Wednesday 21 November 2012

Ta Ann Holdings - Prospects remain hinged on palm oil Buy


- We maintain BUY on Ta Ann Holdings, but with a lower fair value of RM4.55/share (vs. RM5.20/share previously), based on an unchanged PE of 13x against a downward revised FY13F EPS of 35 sen (vs. 40 sen previously). 

- Ta Ann’s 9MFY12 results were impacted by even wider losses at its Tasmania veneer manufacturing operations, while the logging and oil palm divisions performed largely in-line with expectations.

- Its 9MFY12 earnings of RM55.2mil (-56% YoY) accounted for only 58% of our full-year estimate, but were largely inline with consensus estimate following recent downgrades.

- In tandem, we have revised downwards our FY12F-FY14F earnings by between 13% and 26% to account for lower CPO price assumptions and the wider losses for the Tasmania operations.

- We now expect the plywood division’s annual pre-tax losses at RM36mil for FY12F and at RM30mil each for FY13F and FY14F, vs. the earlier forecasts of RM26mil for each of FY12F-FY14F. 

- For the oil palm division, CPO sales volume in 9MFY12 totalled 55,645 tonnes (-9% YoY), lower than what we had expected but only for smaller FFB purchases from external parties. We deem the FFB production of 352,153 tonnes (+7% YoY) to be within our expectations, accounting for 70% of our full-year assumption of 500,000 tonnes.

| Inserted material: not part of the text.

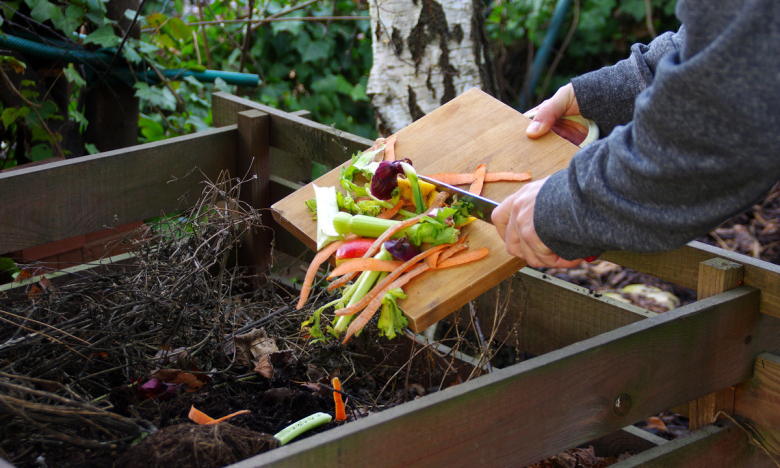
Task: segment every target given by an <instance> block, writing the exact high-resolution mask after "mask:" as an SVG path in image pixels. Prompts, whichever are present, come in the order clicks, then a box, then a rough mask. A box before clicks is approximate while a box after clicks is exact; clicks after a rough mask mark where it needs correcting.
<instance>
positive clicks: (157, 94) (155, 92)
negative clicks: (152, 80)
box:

- We have lowered the CPO price assumptions to RM2,900/tonne for FY12F (from RM3,200/tonne previously), and to RM3,100/tonne (from RM3,300/tonne previously) for each of FY13F and FY14F. We maintain our FFB production assumptions.

- Management has guided that the cost rationalisation for its plywood division, particularly in reducing veneer production at its Tasmania plants, would continue right into FY13F. The target is for Tasmania to account for 30%-35% of total plywood production versus 45% in FY11.

- Plywood prices currently hover around US$540/cu m and log’s at around US$200/ cu m. That said, Ta Ann’s log earnings are likely to be offset by the plywood losses. As such, the group’s prospects remain largely hinged on its oil palm plantations and the outlook for CPO.

- We expect oil palm profit after tax to grow by 73% to RM117mil in FY13F and by another 25% to RM146mil in FY14F, on the back of a 26% and 20% jump in FFB production, respectively.